Bermula dari penangkapan lima orang pria yang menyusup dan mengendap, membobol kantor Komite National Partai Demokrat di Gedung Watergate, kota Washington DC.
Penangkapan ini membangkitkan adrenalin keingintahuan dua orang wartawan Washington Post, Bob Woodword dan Carl Bernstein, melakukan investigasi lebih dalam. Hasilnya, telah terjadi mega skandal politik terbesar selama sejarah Amerika Serikat.
Melalui seorang informan yang disamarkan dengan nama Deep Throat, Woodward dan Bernstein sukses gemilang membongkar kejahatan Presiden Nixon (Republikan), yang menyadap segala percakapan saingannya, Partai Demokrat, yang ketika itu, mencalonkan George McGovern sebagai Presiden AS.
Barulah pada 2005, identitas sesungguhnya Deep Throat itu ketahuan, ternyata adalah Mark Felt, Wakil Direktur Federal Bureau Investigation (FBI).
Tatkala mengadili pembobol Gedung Watergate tersebut, hakim John Siricon memiliki keyakinan kuat bahwa ini bukan sekadar pencurian biasa, tetapi persekongkolan politik luar biasa. Senat Amerika Serikat pun membentuk komite investigasi.
Lantaran tekanan yang begitu dahsyat, Presiden Richard Nixon akhirnya mengakui bahwa ia mengetahui penyadapan-penyadapan tersebut. Sesuatu yang sebelumnya selalu ia sangkal.
Mahkamah Agung Amerika Serikat mendesak Nixon menyerahkan semua kaset penyadapan percakapan tersebut.
Nixon juga mengakui bahwa pihaknya menggunakan segala cara untuk membungkam FBI agar tidak meneruskan penyelidikannya.
Komite Kongres Amerika Serikat akhirnya mengeluarkan surat pemakzulan (impeachment) kepada Nixon. Sebelum pemakzulan itu terlaksana, Nixon menyatakan pengunduran dirinya pada 8 Agustus 1974.

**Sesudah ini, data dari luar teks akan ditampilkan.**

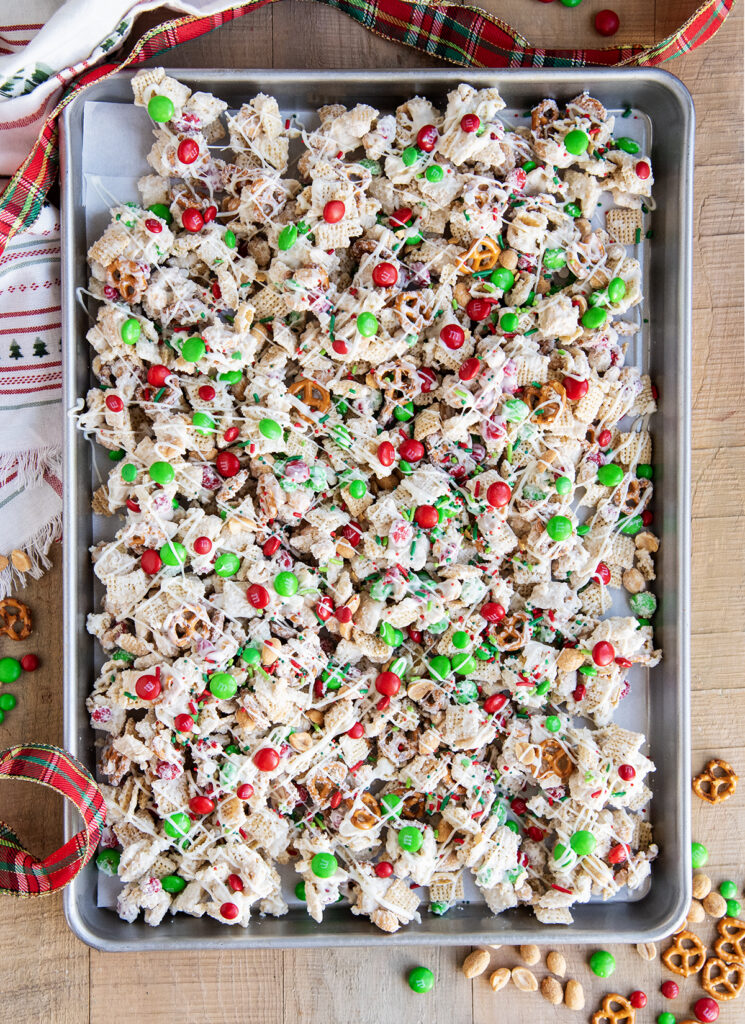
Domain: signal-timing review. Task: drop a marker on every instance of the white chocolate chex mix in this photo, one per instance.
(373, 487)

Mengapa saya tiba-tiba menulis dan mengungkit kasus Watergate ini?
Semuanya digelitik oleh pernyataan terbuka Yang Mulia Presiden RI, Joko Widodo, tentang pengetahuannya mengenai keadaan isi perut para partai politik di negeri ini.

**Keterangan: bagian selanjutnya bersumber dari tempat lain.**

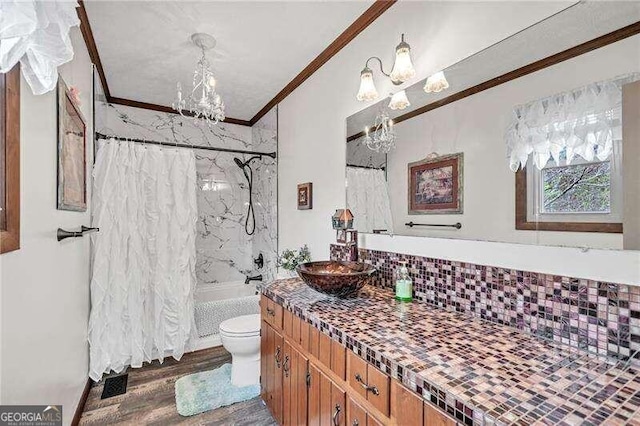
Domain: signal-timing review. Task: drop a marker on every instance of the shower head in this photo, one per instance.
(239, 162)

Perkenankan saya mengutip ucapan Presiden Joko Widodo: “Saya tahu dalamnya partai seperti apa, saya tahu. Partai-partai seperti apa saya tahu. Ingin menuju ke mana juga saya tahu, saya ngerti. Tentu saja, sumber informasi presiden adalah Badan Intelejen Negara (BIN) ataukah BAIS."
Salahkah Presiden?
Seorang presiden meminta informasi dari lembaga negara, itu sangat sah. Tidak ada yang bisa menyoalnya.